Coca-Cola suffered quite the loss after failing to win a Trademark fight against Meenaxi Enterprise, an Indian-based company primarily known for its FMCG products. According to the company's website, meenaxifoods.com, they take pride in certain products: Limca, Thums Up, Rimzin, Rogers, and Bournvita.
Among the products mentioned above, Limca and Thums Up are the main attraction, so to speak, of the recent Trademark fight.
Coca-Cola bought Limca and Thums Up in 1993 from Parle Bilseri, the company which created Thums Up and Limca. For clarification, Limca is a lemon soda product; thums Up is regular cola, not too different from Coca-Cola or Pepsi.
When 2008 came around, Meenaxi started selling their own Thums Up and Limca in America, years after Coca-Cola bought the Trademarks in India. Meenaxi then decided to register Thums Up and Limca as their Trademarks with the US Patent and Trademark Office (USPTO) in 2012.
Having already bought Limca and Thums Up from their creator, Coca-Cola finds Meenaxi’s actions damaging. Therefore, Coca-Cola fought back by requesting USPTO to cancel the Limca and Thums Up Trademarks in America. The Trademark Trial and Appeal Board granted the request.
The cancellation of the Limca and Thums Up Trademarks in America was granted because the Board found that Meenaxi's marketing and registering of the Trademarks have the potential to harm the reputation of Coca-Cola products among Indian-Americans.
The case was brought before the US Court of Appeals for the Federal Circuit by Meenaxi. The legal action ended with Coca-Cola being declared unable to prove that the registration of the Limca and Thums Up Trademarks in America was detrimental to their products. At the time this article was written, Meenaxi’s very own Limca and Thums Up were still registered with USPTO.
The main point of this case is that Coca-Cola has legally purchased the rights to the Limca and Thums Up Trademarks in India. Therefore, Coca-Cola now owns the two Trademarks. Meenaxi is a party whose position is outside Coca-Cola and Parle Bisleri's transactions. The Limca and Thums Up Trademarks marketed and registered by Meenaxi do not correlate with Coca-Cola's Limca and Thums Up, except in terms of their similarities.
Imagine if a case like this happened in Indonesia.

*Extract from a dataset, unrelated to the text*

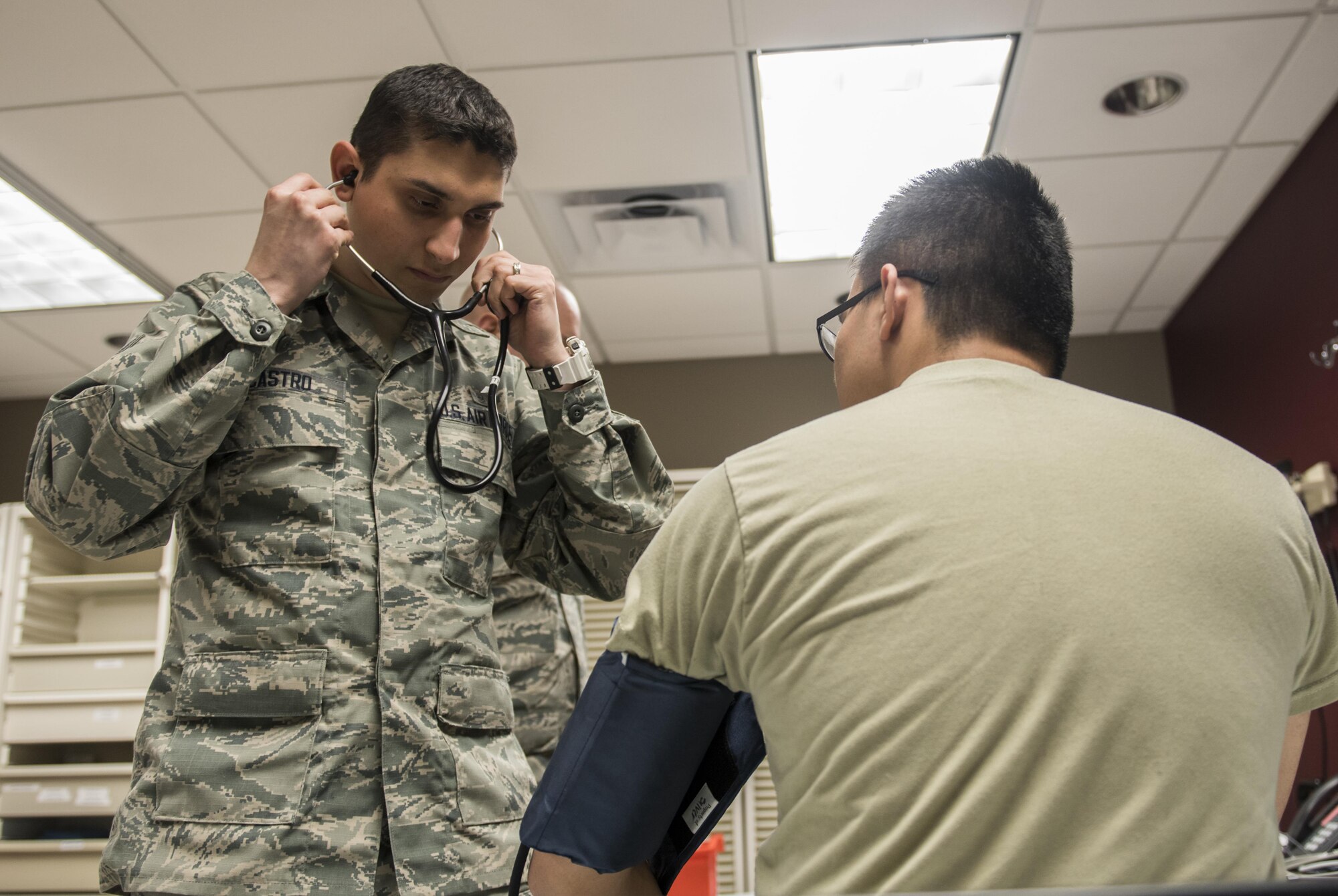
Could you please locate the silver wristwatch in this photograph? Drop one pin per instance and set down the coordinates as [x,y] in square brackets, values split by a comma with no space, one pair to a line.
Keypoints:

How would our regulation face such a case?
Trademark Law in Indonesia
Please note that the most fundamental rule in Indonesian Trademark law is that we follow the first-to-file system. As can be seen in Article 1 point 5 and Article 3 of Law Number 20 of 2016 concerning Trademark and Geographical Indication. Therefore, the party who registers first is the one who has the right to use and market the Trademark. Other parties may use the same Trademark only if they sell goods/services that are not similar to the goods/services represented by the Trademark that appeared first.
In this case, let's say Coca-Cola is company A, which has purchased Trademarks from company B in country AB. The Trademark rights are in country AB. In the future, Meenaxi, or company C, markets and registers Trademarks in Indonesia. Those Trademarks are identical to the Trademarks purchased by company A some years ago in country AB. In that situation, considering Indonesia prioritizes who registers first, company A would be fighting a losing battle against company C. In any case, Company A’s Trademark rights in country AB do not transfer itself to Indonesia. Laws and sovereignty are restricted to a country’s territory. Therefore, the Trademark rights obtained by company A in country AB have no significance in Indonesia. Unless company A’s Trademarks are well-known Trademarks.
What can be concluded here is that, should a case such as this were to happen in Indonesia, the result would more or less be the same. There would, however, be a slight difference in reasons for victory. Here, the reason would be: company C registered first.
If company A attempts to register similar or identical Trademarks, theirs would be rejected or opposed. The reason would be, that no party can register a Trademark with similarities to an already registered Trademark.
The chances of company A winning against company C in this hypothetical case is relatively small unless company A argues that company C's Trademarks are identical to well-known Trademarks. That argument can't stand alone; it needs to be followed by solid proof.